Fear
Fear, Loathing, and Denial at the End of the World
Why are some politicians acting like children in the face of serious problems?
Posted February 29, 2016
To listen to some politicians today, you might not know that our society faces serious problems: global climate change and all of its deleterious effects, the 6th great extinction (driven by human activity—half of Earth’s higher life forms may be extinct by the year 2100), major losses in “ecosystem services” such as water and air purification due to industrial activity, the depletion of resources such as fish stocks in the oceans, growing economic inequality, and political instability in the middle east, just to name some of biggest.
As I’ve written before, some scientists who’ve studied the plight of human civilizations of the past say modern society may be setting itself up for collapse, even in the lifetimes of people alive today, because of intense wealth disparities combined with intensifying pressures on natural resources and the environment.
Meanwhile, the presidential primary campaign of one of America’s two main political parties features a cast of characters slinging mud at one another and calling names in what has become a huge international embarrassment that makes even the party establishment cringe. At the center of the action is the party’s leading candidate, billionaire businessman and reality television star Donald J. Trump, widely seen as having dragged politics into the gutter with his schoolyard bully tactics. Check out some of his most and offensive remarks, including sexist and racist ones, here.
Watch the most recent Republican presidential debate descend into a chaos of taunts and name calling reminiscent of a junior-high-school cafeteria interaction:
You wouldn’t know that serious problems lay on the horizon for our country and the world when you see this uncivil behavior. This is a new low we’ve slid into, and it seems even more remarkable when compared to the past. Watch this 1980 debate between Ronald Reagan and George H. W. Bush in which both presidential candidates express sympathy and respect toward undocumented immigrants and their plight. The contrast with today’s crop of Republican candidates, some of whom scapegoat immigrants by making them out as a threat to the country, is striking.
Why is such childish behavior becoming so popular now, and why is a crude candidate such as Donald J. Trump winning so many votes? How could American voters reward this kind of behavior? To underscore the point, John Oliver just last night dissected Trump's appeal:
The secret lies, I believe, in fear. When people are afraid, they turn to someone who seems powerful to protect them. They turn to the schoolyard bully to see if he will come to their corner.
Certain politicians have gone into overtime over the last decade or so stoking fear of particular people they don’t like. Muslims are the enemy, they claim (ignoring the fact that only a tiny proportion of Muslims have ever threatened violence against anybody and that non-Muslims have perpetrated more killings against Americans since 9/11 than Muslims).
Political thought leaders of a certain ilk have done everything in their ability to paint President Barack Obama as an outsider and a threat to the United States. They’ve obstructed his agenda at every turn, they’ve said he wasn’t born in the United States and is thus not eligible to be president, and they’ve said he’s a Muslim (as if that should matter in our land of religious freedom). Inconceivably, a large chunk of the American public believe that his goal is to destroy the United States.

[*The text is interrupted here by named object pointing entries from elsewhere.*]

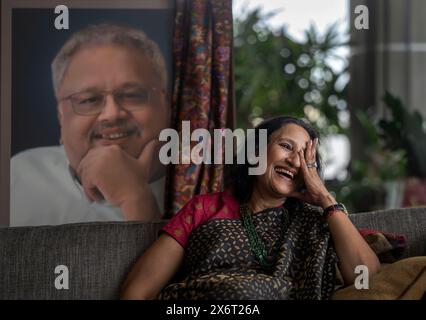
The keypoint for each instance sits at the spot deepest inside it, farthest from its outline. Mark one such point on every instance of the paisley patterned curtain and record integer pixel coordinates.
(202, 90)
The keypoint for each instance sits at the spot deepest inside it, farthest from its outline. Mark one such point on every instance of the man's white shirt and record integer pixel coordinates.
(44, 191)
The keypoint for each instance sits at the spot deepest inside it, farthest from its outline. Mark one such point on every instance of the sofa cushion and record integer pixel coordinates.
(98, 257)
(402, 280)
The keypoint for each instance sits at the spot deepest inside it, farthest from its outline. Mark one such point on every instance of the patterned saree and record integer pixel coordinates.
(219, 262)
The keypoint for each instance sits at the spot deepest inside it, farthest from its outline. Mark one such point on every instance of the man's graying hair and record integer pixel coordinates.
(108, 34)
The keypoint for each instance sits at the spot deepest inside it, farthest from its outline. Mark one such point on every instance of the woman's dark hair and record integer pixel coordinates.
(242, 183)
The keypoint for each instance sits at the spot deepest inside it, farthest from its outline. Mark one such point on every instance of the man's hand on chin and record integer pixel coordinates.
(109, 173)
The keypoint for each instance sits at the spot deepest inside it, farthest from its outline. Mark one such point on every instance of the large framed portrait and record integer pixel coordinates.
(32, 34)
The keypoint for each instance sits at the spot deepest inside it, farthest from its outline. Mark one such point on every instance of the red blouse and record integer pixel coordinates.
(198, 210)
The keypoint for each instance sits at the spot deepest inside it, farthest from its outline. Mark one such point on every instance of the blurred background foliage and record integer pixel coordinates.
(276, 75)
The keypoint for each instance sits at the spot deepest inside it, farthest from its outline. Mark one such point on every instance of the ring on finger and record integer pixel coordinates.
(312, 165)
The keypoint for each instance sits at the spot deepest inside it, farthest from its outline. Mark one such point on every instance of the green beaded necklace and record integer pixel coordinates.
(256, 244)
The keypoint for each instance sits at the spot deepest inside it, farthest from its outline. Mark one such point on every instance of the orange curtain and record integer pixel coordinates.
(202, 90)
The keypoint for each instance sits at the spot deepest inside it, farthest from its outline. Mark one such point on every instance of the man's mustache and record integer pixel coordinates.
(120, 125)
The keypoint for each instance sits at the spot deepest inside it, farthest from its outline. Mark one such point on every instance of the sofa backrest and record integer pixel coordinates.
(99, 256)
(410, 222)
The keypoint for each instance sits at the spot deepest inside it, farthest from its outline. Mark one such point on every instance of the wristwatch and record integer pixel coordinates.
(335, 207)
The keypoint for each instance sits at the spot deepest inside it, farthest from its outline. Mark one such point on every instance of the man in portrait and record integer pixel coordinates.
(110, 84)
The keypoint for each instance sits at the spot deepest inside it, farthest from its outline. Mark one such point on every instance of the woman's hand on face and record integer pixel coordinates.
(316, 193)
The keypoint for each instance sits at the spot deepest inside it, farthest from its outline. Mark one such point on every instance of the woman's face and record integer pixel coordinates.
(283, 174)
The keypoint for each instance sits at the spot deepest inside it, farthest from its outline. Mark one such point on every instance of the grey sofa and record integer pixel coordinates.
(99, 255)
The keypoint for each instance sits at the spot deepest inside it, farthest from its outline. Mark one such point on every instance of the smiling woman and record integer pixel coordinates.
(279, 235)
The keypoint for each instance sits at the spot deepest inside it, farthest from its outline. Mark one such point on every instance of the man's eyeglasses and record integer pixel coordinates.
(92, 102)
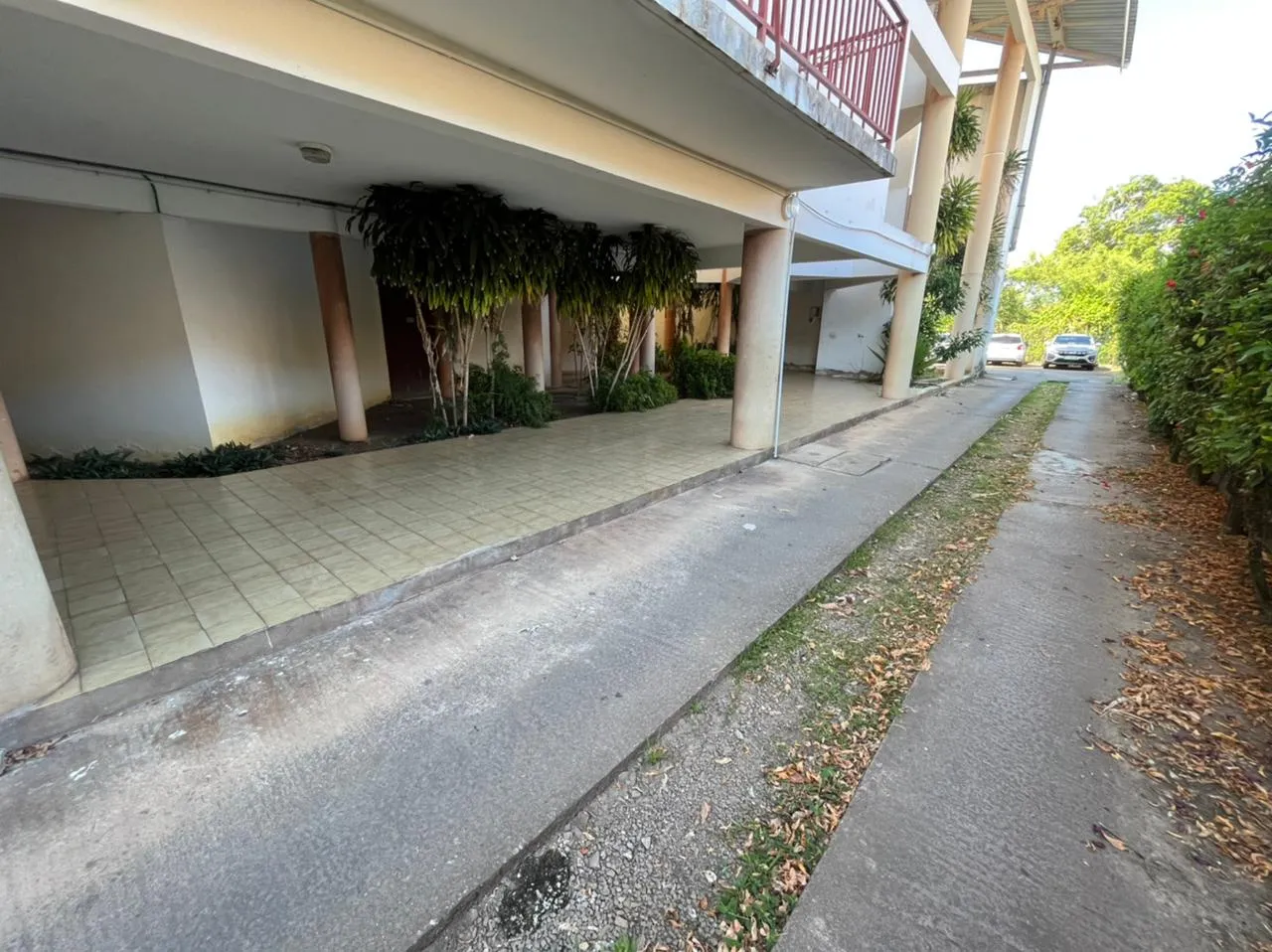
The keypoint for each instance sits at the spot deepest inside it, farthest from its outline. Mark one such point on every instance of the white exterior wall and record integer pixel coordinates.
(804, 323)
(853, 321)
(91, 347)
(249, 304)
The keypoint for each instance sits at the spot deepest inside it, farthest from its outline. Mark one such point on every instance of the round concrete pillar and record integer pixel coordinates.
(36, 657)
(723, 322)
(998, 131)
(532, 340)
(556, 343)
(649, 345)
(925, 199)
(766, 267)
(337, 326)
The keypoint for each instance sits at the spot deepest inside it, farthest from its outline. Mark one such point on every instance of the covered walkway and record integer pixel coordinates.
(148, 571)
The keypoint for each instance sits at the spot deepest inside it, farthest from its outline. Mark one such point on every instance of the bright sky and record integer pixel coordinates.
(1181, 109)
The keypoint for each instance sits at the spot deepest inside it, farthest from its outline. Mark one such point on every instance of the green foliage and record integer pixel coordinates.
(958, 344)
(955, 216)
(457, 248)
(89, 465)
(507, 395)
(635, 394)
(219, 461)
(1077, 285)
(966, 131)
(1195, 335)
(659, 268)
(704, 373)
(223, 459)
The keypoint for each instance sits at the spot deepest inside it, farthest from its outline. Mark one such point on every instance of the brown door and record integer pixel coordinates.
(408, 368)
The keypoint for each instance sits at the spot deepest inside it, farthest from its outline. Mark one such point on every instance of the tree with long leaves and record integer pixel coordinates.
(455, 250)
(589, 294)
(659, 267)
(387, 218)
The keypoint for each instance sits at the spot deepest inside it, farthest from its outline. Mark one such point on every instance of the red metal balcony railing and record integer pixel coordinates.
(854, 50)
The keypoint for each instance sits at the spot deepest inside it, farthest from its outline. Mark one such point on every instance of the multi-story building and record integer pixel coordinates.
(176, 178)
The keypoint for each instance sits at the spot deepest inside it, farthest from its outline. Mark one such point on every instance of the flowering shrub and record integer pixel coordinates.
(1195, 339)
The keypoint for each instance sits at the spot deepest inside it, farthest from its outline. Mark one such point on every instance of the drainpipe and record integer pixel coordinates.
(1031, 149)
(1018, 207)
(786, 311)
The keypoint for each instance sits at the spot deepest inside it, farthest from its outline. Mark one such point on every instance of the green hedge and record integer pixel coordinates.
(639, 393)
(1195, 343)
(703, 373)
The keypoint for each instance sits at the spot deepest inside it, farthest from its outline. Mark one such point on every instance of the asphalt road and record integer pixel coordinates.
(349, 792)
(971, 829)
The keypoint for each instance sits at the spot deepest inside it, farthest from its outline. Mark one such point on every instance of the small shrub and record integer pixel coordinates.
(118, 463)
(639, 393)
(703, 373)
(87, 465)
(219, 461)
(507, 395)
(434, 431)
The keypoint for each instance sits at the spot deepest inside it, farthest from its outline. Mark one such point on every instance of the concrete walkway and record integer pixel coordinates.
(149, 572)
(970, 830)
(349, 792)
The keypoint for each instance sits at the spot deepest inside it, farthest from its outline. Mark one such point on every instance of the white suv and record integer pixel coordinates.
(1071, 350)
(1005, 349)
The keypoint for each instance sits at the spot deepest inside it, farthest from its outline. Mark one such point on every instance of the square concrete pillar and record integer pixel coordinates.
(36, 657)
(337, 326)
(766, 271)
(532, 340)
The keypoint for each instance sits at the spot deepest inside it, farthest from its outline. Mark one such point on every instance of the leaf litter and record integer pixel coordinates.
(1195, 704)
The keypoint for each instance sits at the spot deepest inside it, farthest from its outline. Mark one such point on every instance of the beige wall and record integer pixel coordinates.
(853, 321)
(91, 347)
(35, 656)
(249, 307)
(167, 335)
(804, 323)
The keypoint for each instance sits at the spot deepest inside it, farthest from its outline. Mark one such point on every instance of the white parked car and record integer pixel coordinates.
(1005, 349)
(1071, 350)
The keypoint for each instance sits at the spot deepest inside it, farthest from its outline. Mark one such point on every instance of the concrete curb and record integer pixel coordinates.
(31, 724)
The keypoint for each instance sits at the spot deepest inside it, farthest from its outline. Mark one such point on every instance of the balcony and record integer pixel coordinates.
(798, 93)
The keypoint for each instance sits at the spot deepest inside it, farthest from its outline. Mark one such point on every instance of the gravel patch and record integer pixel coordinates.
(645, 856)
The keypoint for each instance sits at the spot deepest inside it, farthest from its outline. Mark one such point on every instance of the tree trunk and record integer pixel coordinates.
(1258, 572)
(430, 354)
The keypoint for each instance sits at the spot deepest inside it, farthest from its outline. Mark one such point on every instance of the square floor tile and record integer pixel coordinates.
(116, 670)
(175, 648)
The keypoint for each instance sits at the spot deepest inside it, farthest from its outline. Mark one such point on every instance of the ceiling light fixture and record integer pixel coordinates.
(317, 153)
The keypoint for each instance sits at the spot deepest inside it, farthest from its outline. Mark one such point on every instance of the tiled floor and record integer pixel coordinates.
(150, 570)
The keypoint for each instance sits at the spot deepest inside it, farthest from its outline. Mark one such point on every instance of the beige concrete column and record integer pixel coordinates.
(556, 343)
(649, 344)
(36, 657)
(337, 326)
(925, 199)
(532, 340)
(723, 323)
(17, 465)
(996, 137)
(766, 271)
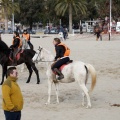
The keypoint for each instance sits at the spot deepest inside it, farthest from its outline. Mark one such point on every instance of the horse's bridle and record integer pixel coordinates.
(40, 49)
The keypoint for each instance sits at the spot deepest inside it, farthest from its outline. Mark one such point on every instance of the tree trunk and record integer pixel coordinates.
(70, 19)
(6, 21)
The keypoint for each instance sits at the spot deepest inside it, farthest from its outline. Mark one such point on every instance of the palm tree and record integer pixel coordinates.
(8, 8)
(63, 5)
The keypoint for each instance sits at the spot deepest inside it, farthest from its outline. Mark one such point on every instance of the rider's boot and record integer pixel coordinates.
(61, 76)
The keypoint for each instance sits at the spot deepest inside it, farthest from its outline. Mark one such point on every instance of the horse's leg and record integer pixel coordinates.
(85, 90)
(36, 72)
(30, 72)
(4, 70)
(57, 91)
(49, 91)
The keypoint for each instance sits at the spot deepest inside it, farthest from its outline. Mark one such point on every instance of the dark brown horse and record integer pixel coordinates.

It’s no surprise that years of this kind of fear and hate mongering, directed against people who don’t look like America’s white majority, has today led to a fixation on these “other” people—Mexicans, Muslims, and so on—who supposedly will destroy the America “we” know and love. The simple reason that these politicians have resorted to manipulating the public with fear and loathing is that it often works—it gets you in power, as numerous fascistic world figures of the past have demonstrated. But whereas it might get people to rally around you, it’s not an effective way to lead to a healthy, just, and prosperous future. And just remember—the schoolyard bully doesn’t form alliances for free. What will you owe him?
The truth means little to demagogues. “Mexicans” are rapists, they tell us, and climate change is a hoax. These two types of lies, one to instill fear, another to avert action, go hand in hand. They both divert attention from the serious matters we must face and act upon—one is a distraction, the other a curtain that blocks our view of the problem.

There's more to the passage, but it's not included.